Flamigo is still pre-1.0.

That means the framework is already usable, but you should still expect some API and template changes while the architecture settles through real app usage.

What feels stable already

These parts are now structurally solid enough that I would expect only incremental changes:

  • the events package and event bus direction
  • the strategies split between local registries and namespaced routers
  • the injection API and startup wiring model
  • the transport/http and transport/websocket package boundaries
  • the generated project shape around domains, api, and adapters

What may still change before 1.0

These parts are still more likely to move as apps put pressure on the framework:

  • generated template details
  • exact transport adapter scaffolding
  • naming and ergonomics around helpers and optional packages
  • documentation structure and examples

The core architectural direction should be much more stable than the exact convenience APIs around it.

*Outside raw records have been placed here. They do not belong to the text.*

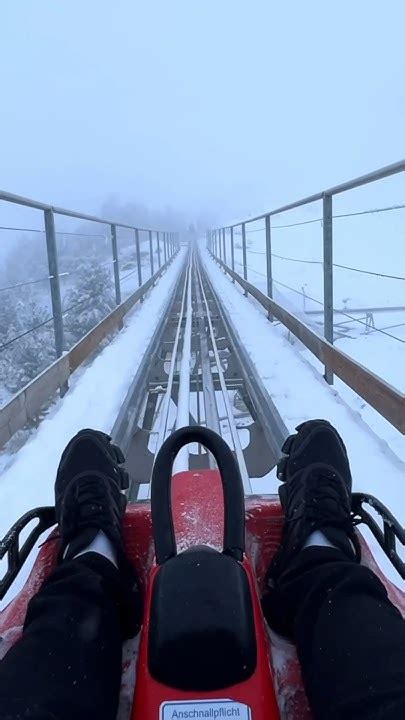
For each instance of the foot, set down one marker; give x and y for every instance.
(315, 494)
(89, 497)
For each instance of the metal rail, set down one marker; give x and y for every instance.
(216, 239)
(388, 401)
(232, 426)
(200, 384)
(170, 239)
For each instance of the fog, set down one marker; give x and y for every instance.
(215, 109)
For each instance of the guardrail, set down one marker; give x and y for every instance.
(170, 246)
(26, 405)
(388, 401)
(217, 246)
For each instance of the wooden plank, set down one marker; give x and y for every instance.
(384, 398)
(12, 408)
(45, 385)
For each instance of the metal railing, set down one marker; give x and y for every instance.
(169, 240)
(216, 242)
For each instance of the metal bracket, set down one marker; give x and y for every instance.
(388, 536)
(16, 553)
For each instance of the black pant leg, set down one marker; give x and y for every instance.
(350, 638)
(68, 662)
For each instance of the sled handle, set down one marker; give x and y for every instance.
(161, 505)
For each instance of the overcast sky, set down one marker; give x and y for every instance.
(234, 106)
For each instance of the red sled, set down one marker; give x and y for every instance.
(201, 550)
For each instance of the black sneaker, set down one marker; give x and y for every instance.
(315, 494)
(89, 497)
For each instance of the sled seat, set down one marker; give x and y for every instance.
(202, 628)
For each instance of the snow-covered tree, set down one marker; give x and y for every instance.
(23, 359)
(88, 302)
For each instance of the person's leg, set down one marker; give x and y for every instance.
(350, 639)
(68, 662)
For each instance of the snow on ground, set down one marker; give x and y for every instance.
(300, 393)
(94, 400)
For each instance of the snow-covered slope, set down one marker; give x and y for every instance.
(300, 393)
(94, 400)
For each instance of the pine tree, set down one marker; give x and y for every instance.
(88, 302)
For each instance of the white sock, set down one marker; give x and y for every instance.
(103, 546)
(319, 539)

When Flamigo is a good fit today

Flamigo is already a good fit if:

  • you are comfortable with pre-1.0 libraries
  • you want a domain-first, hexagonal Go backend
  • you are willing to update app code when templates or convenience APIs improve

You may want to wait a bit longer if:

  • you want a large batteries-included web platform
  • you do not want to absorb any migration cost before 1.0

Versioning

Flamigo plans to follow semantic versioning.

That means the intent is:

  • 1.x and above should use major versions for breaking changes
  • minor versions should add functionality in a backwards-compatible way
  • patch versions should focus on fixes and smaller improvements

Until Flamigo reaches 1.0.0, versions below 1.0.x may still introduce breaking changes. That is intentional for the current stage of the project while the architecture, APIs, and project templates continue to settle through real usage.